Присутствующие ошарашенно переглянулись, а император Михаил утвердительно кивнул и сказал:
– Вот, на ловца и зверь бежит. Да как вовремя… Разумеется, допустите его, Сергей, и подежурьте в приемной еще немного – может, британского гостя потребуется проводить…
И вот вошел адмирал Фишер: в темном плаще и широкополой шляпе поверх мундира – ну чисто мистер Икс из-под купола цирка.
– Добрый вечер, ваше Императорское Величество, – сказал он, сняв шляпу, – и вам тоже добрый вечер, господа из будущего. Я прибыл сюда от имени и по поручению своего короля, чтобы провести со всеми вами предварительные переговоры. Дело в том, что король Эдуард не может покинуть «Дредноут» без того, чтобы об этом стало известно как о неподобающем поведении, и в то же время адмирал Фишер не так жестко связан рамками существующего этикета. Впрочем, вот мое верительное письмо…
С этими словами он подал императору Михаилу сложенный вчетверо лист бумаги, запечатанный королевским перстнем-печаткой. Император, убедившись в целостности печати, вскрыл послание и после прочтения сказал:
– Ну что же, мистер Фишер, все верно. А посему мы вас внимательно слушаем…
– Нет, – ответил адмирал Фишер, – это я вас слушаю. Мы с моим королем немного посовещались и решили, что, ко взаимному удовольствию обеих сторон, необходимо прекратить англо-российскую конфронтацию. Но, поскольку мяч находится на вашей стороне и именно вы разыгрываете на Балканах непонятную для нас комбинацию, мы решили предоставить вам инициативу рассказать о том, на каких условиях вы видите прекращение этого злосчастного конфликта. Сразу должен сказать, что с нашей стороны будет затруднительно, если вообще возможно, соблюсти условия этого соглашения, ибо все партии в Парламенте настроены на конфликт с Российской империей. И эта непримиримость является наследством давно покойной королевы Виктории. Чтобы это преодолеть, необходимо сместить большую часть Британкой элиты.
– Будет вам все в свое время, – сказал Михаил. – Совсем скоро произойдет такое событие, которое поколеблет основы мирового политического устройства…
– Вы имеете в виду предположительную турецкую революцию? – быстро спросил адмирал Фишер.
– События в Турции сами по себе не способны поколебать ничего, кроме самой Турции, – с загадочным видом ответил император, – я подразумеваю нечто большее – то, после чего мир вздрогнет, – и тогда вы, Джеки, не должны упустить свой шанс. Иначе чем на волне всеобщей смуты и брожения умов вас во власть не пустят. Но уж если вы туда прорветесь, то и действовать вам надлежит как новому Кромвелю – жестко и без компромиссов. Ставкой в этой борьбе будет судьба Британии, потому что если враг не сдается, его уничтожают, а загнанных лошадей пристреливают. Если вы ошибетесь, вам не помогут никакие «дредноуты», ибо и без всяких штучек из будущего они представляют собой лишь мишени для русских и германских кораблей.
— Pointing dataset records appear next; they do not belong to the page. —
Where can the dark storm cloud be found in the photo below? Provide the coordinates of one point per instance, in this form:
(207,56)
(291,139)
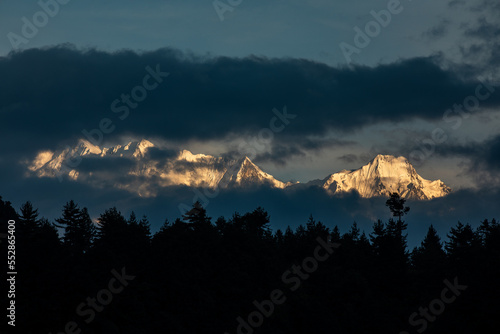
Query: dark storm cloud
(348,158)
(53,94)
(438,31)
(483,159)
(482,33)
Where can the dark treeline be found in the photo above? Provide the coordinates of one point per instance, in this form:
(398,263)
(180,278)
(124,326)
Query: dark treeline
(198,275)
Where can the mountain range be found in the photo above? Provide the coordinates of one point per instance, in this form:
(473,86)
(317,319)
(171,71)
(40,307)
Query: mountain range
(143,168)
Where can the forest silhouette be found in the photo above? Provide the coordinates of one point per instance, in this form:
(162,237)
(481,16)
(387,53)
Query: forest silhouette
(203,275)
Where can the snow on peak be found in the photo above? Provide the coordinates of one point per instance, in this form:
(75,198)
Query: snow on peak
(384,175)
(188,156)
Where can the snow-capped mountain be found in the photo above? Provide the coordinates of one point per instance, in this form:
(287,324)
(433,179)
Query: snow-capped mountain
(142,168)
(382,176)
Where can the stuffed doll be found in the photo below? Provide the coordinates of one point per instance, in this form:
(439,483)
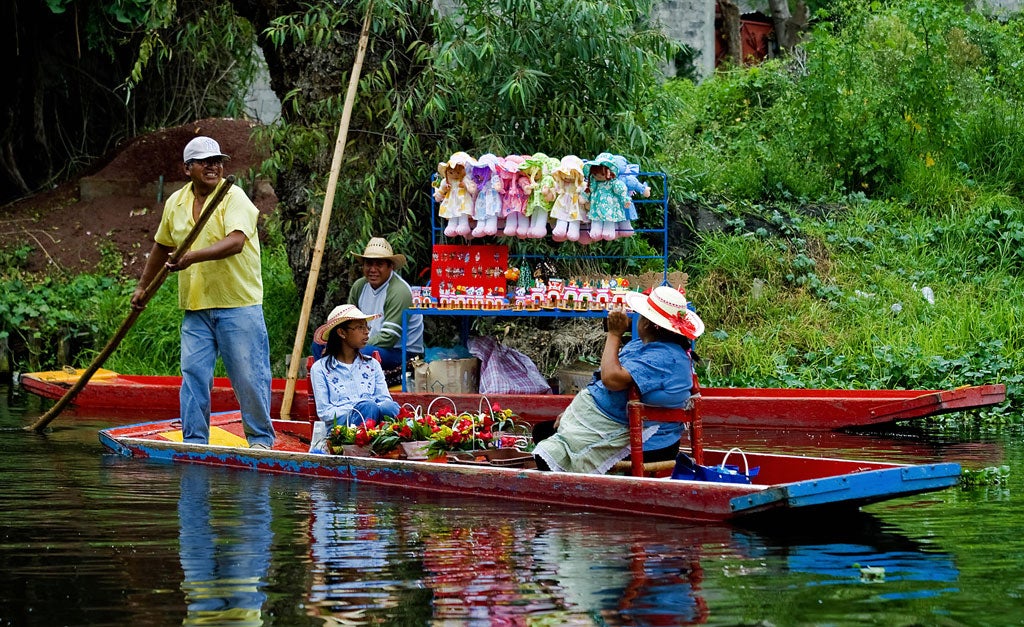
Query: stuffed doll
(538,168)
(628,172)
(456,194)
(487,204)
(566,210)
(607,199)
(514,200)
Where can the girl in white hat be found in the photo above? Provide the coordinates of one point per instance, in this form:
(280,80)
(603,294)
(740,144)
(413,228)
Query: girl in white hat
(348,386)
(593,432)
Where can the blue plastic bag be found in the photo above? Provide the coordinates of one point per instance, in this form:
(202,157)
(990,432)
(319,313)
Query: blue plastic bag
(687,469)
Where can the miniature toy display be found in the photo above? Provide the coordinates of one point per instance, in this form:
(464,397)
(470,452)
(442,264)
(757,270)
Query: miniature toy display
(479,278)
(468,277)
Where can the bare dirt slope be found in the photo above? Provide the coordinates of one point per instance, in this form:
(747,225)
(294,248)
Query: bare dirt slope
(114,209)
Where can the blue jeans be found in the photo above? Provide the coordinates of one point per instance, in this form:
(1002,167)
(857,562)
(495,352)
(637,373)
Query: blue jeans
(390,358)
(239,336)
(370,410)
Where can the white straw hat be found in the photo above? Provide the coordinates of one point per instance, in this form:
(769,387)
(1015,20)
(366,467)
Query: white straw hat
(667,307)
(202,148)
(378,248)
(341,314)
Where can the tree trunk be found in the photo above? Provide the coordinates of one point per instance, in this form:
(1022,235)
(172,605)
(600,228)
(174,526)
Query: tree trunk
(730,24)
– Признаю, – сказал Фишер, – желание поскорее заполучить качественное превосходство над флотами Континентального альянса сыграло со мной злую шутку, и конструкция вышла несколько несовершенной.
– Она и не могла получиться совершенной, – ответил адмирал Ларионов, – ведь в начале строительства вы еще не представляли себе тот круг задач, что предстоит решать вашим детищам. Попытавшись охватить необъятное, да еще и на первом корабле в эволюционной цепочке, вы неизбежно должны были породить какого-либо уродца. Скажу честно: там, в будущем, ваш прототип линейного корабля был более удачлив, но уже через семь лет после спуска на воду он ушел в третью линию, не представляя никакой боевой ценности. Недостатки у него были все те же, что я вам перечислил, за исключением тонкой брони, ибо тогда вы проектировали все же полноценный линкор.
– Сейчас, Виктор Сергеевич, – сказал император Михаил, – разговор пойдет не об этом… Адмирала Фишера и его короля больше волнует вознаграждение, которое Британия должна получить за нейтралитет во время событий на Балканах. Мы подумали – и предлагаем вам забрать себе Аравию. Она как раз лежит поблизости от британских владений Египта и Судана, и прекрасно округлит территории Британской империи. Но это случится только после того как вы, Джеки, сделаете попытку прорваться во власть.
– Я вас понял, ваше Величество, – ответил адмирал Фишер, закутываясь в плащ, – и непременно передам ваши слова моему королю. Думаю, для него всего этого будет достаточно. А сейчас, пожалуйста, позвольте откланяться, ибо я не хочу более мешать вашему разговору.
– Так, – сказал император, когда неожиданный гость удалился восвояси, – и кто мне скажет, что это было?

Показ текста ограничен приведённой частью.